Appellants rely heavily on an argument that they should have been granted standing, and that the lower court’s failure to do so constitutes reversible error. In Blackhawk Heating & Plumbing Co. v. Driver, 140 U.S.App.D.C. 31, 433 F.2d 1137 at page 1141 (1970), the court addresses itself quite concisely to this very point, stating:
“ * * * [T]he mere fact that a party has standing to sue does not entitle him to render uncertain for a prolonged period of time government contracts which are vital to the functions performed by the sovereign. The recent decisions in this court and in the Supreme Court have served to eliminate the artificial barrier created by the concept of standing, but that does not mean that the traditional legitimate bars to frivolous lawsuits have also been abrogated.
“Rather than denying access to the courts to all litigants who make claims of arbitrary and capricious agency action on the ground that there will be unmeritorious suits from time to time — a process which also has the effect of barring plaintiffs who have legitimate grievances —we have determined that considerations of standing have nothing to do with the merits of the controversy and that the summary judgment procedure contemplated by Rule 56 of the Federal Rules of Civil Procedure will serve admirably to eliminate the frivolous lawsuits which might occasionally arise. * * * »
Blackhawk, supra, cites the case of Richard v. Credit Suisse, 242 N.Y. 346, 350, 152 N.E. 110, 111 (1926), in which Judge Cardozo quite properly points out the purpose of the motion for summary judgment, at page 1141 of 433 F.2d:
“ ‘The very object of a motion for summary judgment is to separate what is formal or pretended in denial or averment from what is genuine and substantial, so that only the latter may subject a suitor to the burden of a trial.’ ”
In the case before us, we are confronted with a formal issue of whether or not the plaintiffs should have been granted standing below, and general allegations of lack of notice of the EPC hearing and denial of plaintiffs’ rights to prevent threatened air pollution, among others. The fact remains, however, that the EPC has no power to do any of the things that the plaintiffs desire, *219and the Air Quality Control Act, supra, sets out the powers and procedures governing the issues in this case. The developers have complied with all of the zoning ordinances and statutory requirements to-date and, as they admit, they must continue to do so. We can find no genuine issue of law or fact involved in this case and hold that the developers were entitled to and correctly granted a summary judgment. See Goodman v. Brock, 83 N.M. 789, 498 P.2d 676 (1972).
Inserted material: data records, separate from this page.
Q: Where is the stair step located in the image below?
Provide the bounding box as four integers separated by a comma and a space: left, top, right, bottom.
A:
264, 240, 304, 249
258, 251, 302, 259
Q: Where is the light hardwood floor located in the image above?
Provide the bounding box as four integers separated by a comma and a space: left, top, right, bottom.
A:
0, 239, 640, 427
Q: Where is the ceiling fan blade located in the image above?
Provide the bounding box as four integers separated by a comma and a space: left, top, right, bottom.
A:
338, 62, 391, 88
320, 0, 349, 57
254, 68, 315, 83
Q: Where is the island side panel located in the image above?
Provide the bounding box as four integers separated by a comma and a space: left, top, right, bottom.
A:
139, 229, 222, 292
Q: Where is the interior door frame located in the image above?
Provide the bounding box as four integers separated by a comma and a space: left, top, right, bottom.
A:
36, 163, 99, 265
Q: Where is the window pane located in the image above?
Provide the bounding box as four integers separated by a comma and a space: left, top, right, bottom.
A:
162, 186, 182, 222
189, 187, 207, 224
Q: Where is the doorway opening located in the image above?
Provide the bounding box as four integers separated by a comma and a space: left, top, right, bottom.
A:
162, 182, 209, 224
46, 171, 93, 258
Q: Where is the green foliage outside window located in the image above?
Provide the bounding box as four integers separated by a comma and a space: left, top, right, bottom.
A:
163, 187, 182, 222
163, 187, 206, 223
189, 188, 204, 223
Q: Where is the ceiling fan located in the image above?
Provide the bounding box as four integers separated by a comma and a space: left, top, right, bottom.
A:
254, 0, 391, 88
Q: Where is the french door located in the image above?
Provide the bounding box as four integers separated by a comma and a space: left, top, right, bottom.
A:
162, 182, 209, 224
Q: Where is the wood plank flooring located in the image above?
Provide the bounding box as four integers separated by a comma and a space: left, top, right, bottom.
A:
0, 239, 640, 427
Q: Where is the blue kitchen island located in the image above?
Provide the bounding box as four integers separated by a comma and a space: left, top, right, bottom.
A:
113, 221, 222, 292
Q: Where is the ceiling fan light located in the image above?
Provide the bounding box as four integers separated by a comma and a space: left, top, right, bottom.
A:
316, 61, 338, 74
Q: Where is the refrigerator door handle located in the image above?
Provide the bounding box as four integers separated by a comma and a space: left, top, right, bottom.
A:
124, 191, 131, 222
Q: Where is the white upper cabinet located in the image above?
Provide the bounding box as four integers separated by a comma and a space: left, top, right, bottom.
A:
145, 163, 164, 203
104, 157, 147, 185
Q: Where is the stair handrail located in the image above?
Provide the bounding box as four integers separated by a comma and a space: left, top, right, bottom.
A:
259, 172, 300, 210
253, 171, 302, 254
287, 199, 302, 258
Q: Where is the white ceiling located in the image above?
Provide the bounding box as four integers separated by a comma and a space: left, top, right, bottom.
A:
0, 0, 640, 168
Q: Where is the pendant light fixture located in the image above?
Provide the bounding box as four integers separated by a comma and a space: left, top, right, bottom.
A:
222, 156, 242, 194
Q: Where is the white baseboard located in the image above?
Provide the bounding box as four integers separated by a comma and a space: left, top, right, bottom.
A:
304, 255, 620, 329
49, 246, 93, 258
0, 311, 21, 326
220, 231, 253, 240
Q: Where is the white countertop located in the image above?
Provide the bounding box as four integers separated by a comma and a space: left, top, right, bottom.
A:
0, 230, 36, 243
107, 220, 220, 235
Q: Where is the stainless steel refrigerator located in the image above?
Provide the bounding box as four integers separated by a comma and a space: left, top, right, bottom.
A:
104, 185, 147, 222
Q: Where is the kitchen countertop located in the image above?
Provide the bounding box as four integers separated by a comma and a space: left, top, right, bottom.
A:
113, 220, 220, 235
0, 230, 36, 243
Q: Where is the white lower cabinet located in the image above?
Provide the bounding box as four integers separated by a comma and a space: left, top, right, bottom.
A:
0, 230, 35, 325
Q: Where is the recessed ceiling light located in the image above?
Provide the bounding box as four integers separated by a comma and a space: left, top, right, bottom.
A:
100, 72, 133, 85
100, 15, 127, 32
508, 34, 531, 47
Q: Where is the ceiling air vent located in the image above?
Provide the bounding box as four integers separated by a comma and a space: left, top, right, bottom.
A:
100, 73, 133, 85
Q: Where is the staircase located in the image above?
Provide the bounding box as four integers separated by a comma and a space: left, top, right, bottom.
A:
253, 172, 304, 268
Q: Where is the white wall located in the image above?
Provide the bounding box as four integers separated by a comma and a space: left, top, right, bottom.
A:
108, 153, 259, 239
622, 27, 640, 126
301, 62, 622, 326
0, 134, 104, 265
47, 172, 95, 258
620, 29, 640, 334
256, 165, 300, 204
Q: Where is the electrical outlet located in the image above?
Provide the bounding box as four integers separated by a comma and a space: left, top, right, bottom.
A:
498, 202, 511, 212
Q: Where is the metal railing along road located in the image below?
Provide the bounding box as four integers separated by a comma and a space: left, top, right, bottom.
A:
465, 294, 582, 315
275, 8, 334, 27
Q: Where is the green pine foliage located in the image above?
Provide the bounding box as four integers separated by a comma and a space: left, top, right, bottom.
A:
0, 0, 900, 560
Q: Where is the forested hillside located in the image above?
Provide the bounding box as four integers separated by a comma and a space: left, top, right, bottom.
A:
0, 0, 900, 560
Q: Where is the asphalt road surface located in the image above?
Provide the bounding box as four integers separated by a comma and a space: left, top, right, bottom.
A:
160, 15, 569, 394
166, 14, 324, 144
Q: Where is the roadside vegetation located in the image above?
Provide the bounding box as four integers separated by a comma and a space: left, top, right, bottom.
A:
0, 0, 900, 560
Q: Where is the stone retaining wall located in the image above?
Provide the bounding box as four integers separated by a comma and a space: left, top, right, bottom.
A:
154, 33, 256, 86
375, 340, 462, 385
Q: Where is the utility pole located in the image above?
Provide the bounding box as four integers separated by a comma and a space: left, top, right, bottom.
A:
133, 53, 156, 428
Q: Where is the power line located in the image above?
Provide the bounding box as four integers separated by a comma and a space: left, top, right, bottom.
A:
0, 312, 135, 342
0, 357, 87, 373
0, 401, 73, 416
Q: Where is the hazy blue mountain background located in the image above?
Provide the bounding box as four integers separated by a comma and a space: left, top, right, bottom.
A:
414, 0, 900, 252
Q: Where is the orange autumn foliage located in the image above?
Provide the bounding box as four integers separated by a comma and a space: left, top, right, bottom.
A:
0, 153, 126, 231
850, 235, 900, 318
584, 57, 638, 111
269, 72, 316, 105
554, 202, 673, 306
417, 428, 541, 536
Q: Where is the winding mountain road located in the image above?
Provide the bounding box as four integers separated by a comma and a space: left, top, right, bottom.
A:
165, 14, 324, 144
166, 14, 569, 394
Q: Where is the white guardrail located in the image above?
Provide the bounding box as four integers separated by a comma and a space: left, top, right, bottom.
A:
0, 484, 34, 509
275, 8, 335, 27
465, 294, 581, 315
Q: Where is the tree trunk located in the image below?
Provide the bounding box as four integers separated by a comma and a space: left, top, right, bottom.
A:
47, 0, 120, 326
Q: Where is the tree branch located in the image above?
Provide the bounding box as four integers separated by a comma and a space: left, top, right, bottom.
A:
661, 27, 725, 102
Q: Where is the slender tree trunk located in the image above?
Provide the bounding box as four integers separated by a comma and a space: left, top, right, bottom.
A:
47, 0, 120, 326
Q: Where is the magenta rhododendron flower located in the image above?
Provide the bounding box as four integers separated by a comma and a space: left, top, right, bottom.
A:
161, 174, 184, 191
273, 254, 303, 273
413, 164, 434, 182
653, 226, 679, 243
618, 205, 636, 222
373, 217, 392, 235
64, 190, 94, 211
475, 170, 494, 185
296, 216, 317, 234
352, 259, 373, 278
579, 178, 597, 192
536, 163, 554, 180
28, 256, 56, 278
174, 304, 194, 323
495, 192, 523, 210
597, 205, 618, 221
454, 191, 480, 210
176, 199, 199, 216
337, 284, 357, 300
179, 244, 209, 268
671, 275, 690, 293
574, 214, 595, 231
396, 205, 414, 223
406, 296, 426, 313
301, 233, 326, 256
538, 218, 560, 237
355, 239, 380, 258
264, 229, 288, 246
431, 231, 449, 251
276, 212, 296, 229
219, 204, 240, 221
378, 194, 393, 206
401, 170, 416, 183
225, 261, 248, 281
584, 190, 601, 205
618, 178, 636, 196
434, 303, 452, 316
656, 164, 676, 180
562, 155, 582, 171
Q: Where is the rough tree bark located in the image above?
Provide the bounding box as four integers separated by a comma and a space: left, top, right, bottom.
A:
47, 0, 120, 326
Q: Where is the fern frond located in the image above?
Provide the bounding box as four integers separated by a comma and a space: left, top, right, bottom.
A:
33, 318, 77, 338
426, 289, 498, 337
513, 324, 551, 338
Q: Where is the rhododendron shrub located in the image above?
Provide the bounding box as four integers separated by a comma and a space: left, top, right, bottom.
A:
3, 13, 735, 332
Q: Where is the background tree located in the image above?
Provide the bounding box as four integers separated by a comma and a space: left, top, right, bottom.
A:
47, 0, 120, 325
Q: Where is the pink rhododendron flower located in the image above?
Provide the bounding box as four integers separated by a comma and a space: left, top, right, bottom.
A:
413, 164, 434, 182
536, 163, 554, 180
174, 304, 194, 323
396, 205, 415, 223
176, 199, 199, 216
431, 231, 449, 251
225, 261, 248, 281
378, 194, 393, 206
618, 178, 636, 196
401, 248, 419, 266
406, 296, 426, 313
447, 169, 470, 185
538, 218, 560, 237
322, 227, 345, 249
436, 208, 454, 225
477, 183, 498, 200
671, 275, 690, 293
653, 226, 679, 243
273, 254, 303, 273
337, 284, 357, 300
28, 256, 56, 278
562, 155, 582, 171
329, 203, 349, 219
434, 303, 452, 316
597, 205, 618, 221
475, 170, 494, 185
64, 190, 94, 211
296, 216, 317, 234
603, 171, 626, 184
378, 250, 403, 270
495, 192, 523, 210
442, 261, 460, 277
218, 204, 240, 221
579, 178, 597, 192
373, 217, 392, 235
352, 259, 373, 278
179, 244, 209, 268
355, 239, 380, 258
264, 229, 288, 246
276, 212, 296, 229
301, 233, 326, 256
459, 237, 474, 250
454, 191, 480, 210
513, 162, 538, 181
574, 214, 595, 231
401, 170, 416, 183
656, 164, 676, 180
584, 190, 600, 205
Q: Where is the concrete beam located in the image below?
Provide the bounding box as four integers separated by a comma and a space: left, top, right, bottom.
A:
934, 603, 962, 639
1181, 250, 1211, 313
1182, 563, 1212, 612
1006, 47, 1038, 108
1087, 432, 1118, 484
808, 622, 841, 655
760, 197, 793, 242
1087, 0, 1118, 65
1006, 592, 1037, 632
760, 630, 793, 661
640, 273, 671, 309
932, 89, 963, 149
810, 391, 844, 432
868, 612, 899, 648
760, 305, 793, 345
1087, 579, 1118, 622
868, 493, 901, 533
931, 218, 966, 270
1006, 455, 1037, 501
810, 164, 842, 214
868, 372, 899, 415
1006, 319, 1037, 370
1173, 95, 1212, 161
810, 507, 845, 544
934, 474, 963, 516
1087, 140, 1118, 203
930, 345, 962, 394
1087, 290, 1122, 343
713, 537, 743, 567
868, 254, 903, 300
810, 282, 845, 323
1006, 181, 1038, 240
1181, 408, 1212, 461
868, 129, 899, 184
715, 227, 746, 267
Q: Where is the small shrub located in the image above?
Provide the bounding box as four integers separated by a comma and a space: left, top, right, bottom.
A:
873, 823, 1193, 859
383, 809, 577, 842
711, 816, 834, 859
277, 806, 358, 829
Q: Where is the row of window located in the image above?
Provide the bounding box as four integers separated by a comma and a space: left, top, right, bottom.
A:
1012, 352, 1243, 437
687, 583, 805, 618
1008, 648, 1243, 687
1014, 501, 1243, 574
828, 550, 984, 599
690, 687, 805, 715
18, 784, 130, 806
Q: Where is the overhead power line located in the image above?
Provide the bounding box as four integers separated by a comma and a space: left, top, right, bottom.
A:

“ * * * There may be no genuine issue even though there is a formal issue. Neither a purely formal denial nor, in every case, general allegations, defeat summary judgment. On this point the cases decided by this court must rest on their own facts rather than upon a rigid rule that an assertion and a denial always preclude the granting of summary judgment. Those cases stand for the proposition that formalism is not a substitute for the necessity of a real or genuine issue. Whether the situation falls into the category of formalism or genuineness cannot be decided in the abstract ; * *
Since the issues before us now were the same as those presented to the trial judge below and subjected to his careful scrutiny, we need not analyze them again in the abstract.
The content of this opinion reflects the decision of the court below that the power of the EPC simply was not available to sustain the plaintiffs’ position. Consequently, other points raised on appeal need no further discussion. The order of the dismissal entered by the trial court is affirmed.
It is so ordered.
STEPHENSON and MARTINEZ, JJ., concur.